Monday, February 11, 2008
Three for three
So, a couple days ago I said I was salivating at the thought of seeing Hair in Central Park this summer. I wish I could say the same about these other projects, but my feelings are decidedly mixed. Here are my thoughts, along with some ideas for alternatives. Any producers reading this, you know where to find me.
Gone with the Wind: Am I the only one who thinks that a musical version of Gone with the Wind, which opens in London's West End in April, is a supremely bad idea? I'm sure director Trevor Nunn's intentions are good. But the depictions of black people in the 1939 movie are stereotypical and offensive, and I don't see how they'll be any better on stage. The thought of singing and dancing slaves makes me cringe. And casting Jill Paice as Scarlett O'Hara only confirms my queasiness. She was wonderful in Curtins as the sweet ingenue. But this article in Playbill refers to Scarlett as a "steely Southern belle." Paice just doesn't strike me as steely enough.
My alternative: You want to make a musical out of a classic movie, how about my favorite movie of all time: Casablanca. It's arguably just as well known and beloved as GWTW, and it has some of the same elements: a love story set against a wartime backdrop, strong male and female lead characters, memorable supporting roles. Plus, the 1942 film has an element of suspense and this time, our hero and heroine are on the right side of a moral issue.
Shrek: I'm kind of ambivalent about the musical version of the 2001 animated film centering around a large green ogre, which begins previews at The Broadway Theatre on Nov. 8. Although it probably doesn't matter what I think since I'm about 40 years older than the target audience and I don't have any small children to bring. On one hand, I think it's great that another movie, oops I mean musical, is opening on Broadway that's geared to young children and their parents. One of the great things about Broadway is the range of entertainment for all ages. On the other hand, I saw the first Shrek movie and I don't remember being all that bowled over by it. The only character I really liked was Eddie Murphy as the donkey. Now if he were going to be in the Broadway musical, I'd buy a ticket.

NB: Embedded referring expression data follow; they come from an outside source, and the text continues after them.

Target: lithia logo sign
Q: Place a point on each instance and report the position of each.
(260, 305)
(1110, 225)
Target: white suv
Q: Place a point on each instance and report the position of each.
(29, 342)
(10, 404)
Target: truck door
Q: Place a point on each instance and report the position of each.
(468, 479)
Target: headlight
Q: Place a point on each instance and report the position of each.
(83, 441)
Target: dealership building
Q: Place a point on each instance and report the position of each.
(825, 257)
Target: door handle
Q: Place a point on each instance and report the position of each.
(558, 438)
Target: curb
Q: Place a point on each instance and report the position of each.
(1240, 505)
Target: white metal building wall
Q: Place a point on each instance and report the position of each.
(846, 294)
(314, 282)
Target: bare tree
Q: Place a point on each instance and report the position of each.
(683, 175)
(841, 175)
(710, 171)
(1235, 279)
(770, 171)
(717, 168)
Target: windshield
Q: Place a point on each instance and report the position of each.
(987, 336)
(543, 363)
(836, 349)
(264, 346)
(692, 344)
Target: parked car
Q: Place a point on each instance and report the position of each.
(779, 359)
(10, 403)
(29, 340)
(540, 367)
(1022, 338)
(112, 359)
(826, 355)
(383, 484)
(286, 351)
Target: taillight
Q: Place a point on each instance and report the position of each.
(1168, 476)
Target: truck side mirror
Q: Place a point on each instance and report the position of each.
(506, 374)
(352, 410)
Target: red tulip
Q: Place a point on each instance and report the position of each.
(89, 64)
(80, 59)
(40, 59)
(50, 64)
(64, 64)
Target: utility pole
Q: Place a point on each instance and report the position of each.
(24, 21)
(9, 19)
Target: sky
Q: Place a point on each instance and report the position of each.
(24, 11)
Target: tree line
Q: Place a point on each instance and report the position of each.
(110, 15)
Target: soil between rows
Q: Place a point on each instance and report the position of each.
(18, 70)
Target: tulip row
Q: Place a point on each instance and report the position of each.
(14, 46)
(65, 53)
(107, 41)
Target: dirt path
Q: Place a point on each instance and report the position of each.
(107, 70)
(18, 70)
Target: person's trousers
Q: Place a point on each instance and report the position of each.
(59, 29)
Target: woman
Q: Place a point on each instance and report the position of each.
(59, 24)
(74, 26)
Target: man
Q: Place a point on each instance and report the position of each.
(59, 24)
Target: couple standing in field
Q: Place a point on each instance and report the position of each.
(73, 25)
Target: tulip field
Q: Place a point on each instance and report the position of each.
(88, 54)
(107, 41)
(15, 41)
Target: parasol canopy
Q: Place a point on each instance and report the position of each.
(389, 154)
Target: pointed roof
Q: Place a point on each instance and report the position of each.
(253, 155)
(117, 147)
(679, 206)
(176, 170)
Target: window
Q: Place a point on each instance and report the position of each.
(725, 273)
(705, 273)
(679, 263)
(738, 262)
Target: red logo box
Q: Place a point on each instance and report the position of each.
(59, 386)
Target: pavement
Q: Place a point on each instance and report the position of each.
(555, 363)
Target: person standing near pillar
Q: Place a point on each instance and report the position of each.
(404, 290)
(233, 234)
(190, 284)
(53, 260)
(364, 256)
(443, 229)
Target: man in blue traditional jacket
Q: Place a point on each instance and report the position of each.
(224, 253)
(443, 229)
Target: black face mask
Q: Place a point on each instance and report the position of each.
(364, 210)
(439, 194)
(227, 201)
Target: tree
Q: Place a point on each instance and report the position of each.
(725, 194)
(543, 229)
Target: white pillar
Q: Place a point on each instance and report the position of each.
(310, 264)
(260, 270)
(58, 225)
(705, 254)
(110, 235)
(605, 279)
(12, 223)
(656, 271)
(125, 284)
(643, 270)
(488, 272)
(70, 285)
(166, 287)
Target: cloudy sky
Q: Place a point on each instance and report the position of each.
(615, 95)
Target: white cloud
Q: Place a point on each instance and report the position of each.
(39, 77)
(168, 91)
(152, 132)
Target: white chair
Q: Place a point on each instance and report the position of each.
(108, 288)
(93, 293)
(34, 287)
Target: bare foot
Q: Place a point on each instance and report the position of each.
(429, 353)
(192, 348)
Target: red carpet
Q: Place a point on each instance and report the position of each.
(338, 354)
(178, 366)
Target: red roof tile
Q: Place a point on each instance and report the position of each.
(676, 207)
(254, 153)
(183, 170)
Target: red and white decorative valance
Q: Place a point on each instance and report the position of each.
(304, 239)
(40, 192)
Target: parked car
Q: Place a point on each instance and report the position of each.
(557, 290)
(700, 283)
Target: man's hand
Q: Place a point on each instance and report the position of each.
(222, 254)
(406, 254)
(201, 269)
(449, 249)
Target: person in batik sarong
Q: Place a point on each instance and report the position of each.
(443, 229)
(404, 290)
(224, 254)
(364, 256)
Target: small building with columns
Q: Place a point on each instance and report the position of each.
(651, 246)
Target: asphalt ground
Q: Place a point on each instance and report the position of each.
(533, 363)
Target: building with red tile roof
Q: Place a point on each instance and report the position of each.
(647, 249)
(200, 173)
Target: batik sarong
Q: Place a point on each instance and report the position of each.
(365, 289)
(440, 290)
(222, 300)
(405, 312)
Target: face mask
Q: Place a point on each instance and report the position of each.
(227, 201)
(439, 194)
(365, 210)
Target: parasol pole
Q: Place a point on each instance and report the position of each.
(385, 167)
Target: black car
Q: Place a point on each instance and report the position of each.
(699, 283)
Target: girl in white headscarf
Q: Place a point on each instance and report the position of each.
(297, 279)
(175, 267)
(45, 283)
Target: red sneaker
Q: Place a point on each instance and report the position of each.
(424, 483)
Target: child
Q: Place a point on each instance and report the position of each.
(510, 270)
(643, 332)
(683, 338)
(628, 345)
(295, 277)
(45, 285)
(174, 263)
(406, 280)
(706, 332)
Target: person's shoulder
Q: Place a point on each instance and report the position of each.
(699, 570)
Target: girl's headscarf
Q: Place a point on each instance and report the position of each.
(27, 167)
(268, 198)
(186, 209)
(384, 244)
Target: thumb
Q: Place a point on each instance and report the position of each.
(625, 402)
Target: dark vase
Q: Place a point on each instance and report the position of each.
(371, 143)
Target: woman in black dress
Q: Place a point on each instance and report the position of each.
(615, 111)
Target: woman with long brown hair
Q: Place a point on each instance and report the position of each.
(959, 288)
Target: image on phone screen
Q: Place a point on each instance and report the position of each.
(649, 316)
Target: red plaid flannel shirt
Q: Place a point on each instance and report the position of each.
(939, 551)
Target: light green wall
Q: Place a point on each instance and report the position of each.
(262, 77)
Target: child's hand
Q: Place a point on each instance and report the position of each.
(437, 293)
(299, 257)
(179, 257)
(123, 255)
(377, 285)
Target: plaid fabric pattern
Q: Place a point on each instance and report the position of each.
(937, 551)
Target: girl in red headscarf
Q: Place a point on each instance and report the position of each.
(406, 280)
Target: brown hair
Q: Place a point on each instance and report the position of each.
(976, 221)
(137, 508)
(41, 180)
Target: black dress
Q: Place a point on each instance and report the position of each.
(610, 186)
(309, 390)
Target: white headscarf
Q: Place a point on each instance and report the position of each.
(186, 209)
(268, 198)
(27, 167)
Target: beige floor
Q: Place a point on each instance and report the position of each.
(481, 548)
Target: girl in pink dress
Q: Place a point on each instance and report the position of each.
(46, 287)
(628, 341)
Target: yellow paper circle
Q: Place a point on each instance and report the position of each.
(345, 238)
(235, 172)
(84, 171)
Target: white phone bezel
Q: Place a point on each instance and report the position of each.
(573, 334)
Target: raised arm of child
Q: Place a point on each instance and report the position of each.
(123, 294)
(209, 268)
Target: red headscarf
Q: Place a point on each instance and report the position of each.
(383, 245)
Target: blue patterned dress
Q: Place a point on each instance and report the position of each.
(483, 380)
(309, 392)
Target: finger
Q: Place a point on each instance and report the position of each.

My alternative: Disney's One Hundred and One Dalmations. The 1961 classic has a love story, a great villain in the appropriately named Cruella De Vil, and a cute floppy-eared supporting cast. Plus, the male lead in the movie, Roger Radcliffe, is a professional songwriter. How perfect is that for a musical! I'm not sure how they'd get 101 dogs on stage. I admit that's a major stumbling block. Dancers in doggie suits probably wouldn't cut it. Maybe they could go the route of the horses in Equus and wear abstract wire Dalmation heads. Or maybe Julie Taymor could whip something up, a la The Lion King.
Yentl: A musical version of the 1983 Barbra Streisand movie about a girl who disguises herself as a boy to study in an Eastern European yeshiva is being considered by husband-and-wife songwriters Marilyn and Alan Bergman. I guess this is more in the Shrek category. I'm not opposed to it, I'm just not all that excited about it. And haven't we seen this before? It's like Fiddler on the Roof meets Shakespeare in Love. But do we need another Fiddler when the first one is still perfectly fit?
My alternative: What I'd really like to see is a musical that looks at contemporary Jewish life. So I'm recommending the very funny 2006 chick-lit novel by Laurie Gwen Shapiro called The Matzo Ball Heiress. The heroine, Heather Greenblotz, of Greenblotz Matzo, tries to save the ailing family business by pulling her quirky, far-flung and emphatically secular relatives together for a Passover seder to be broadcast on the Food Channel. Complications ensue, but needless to say, by the end she finds the kosher man of her dreams.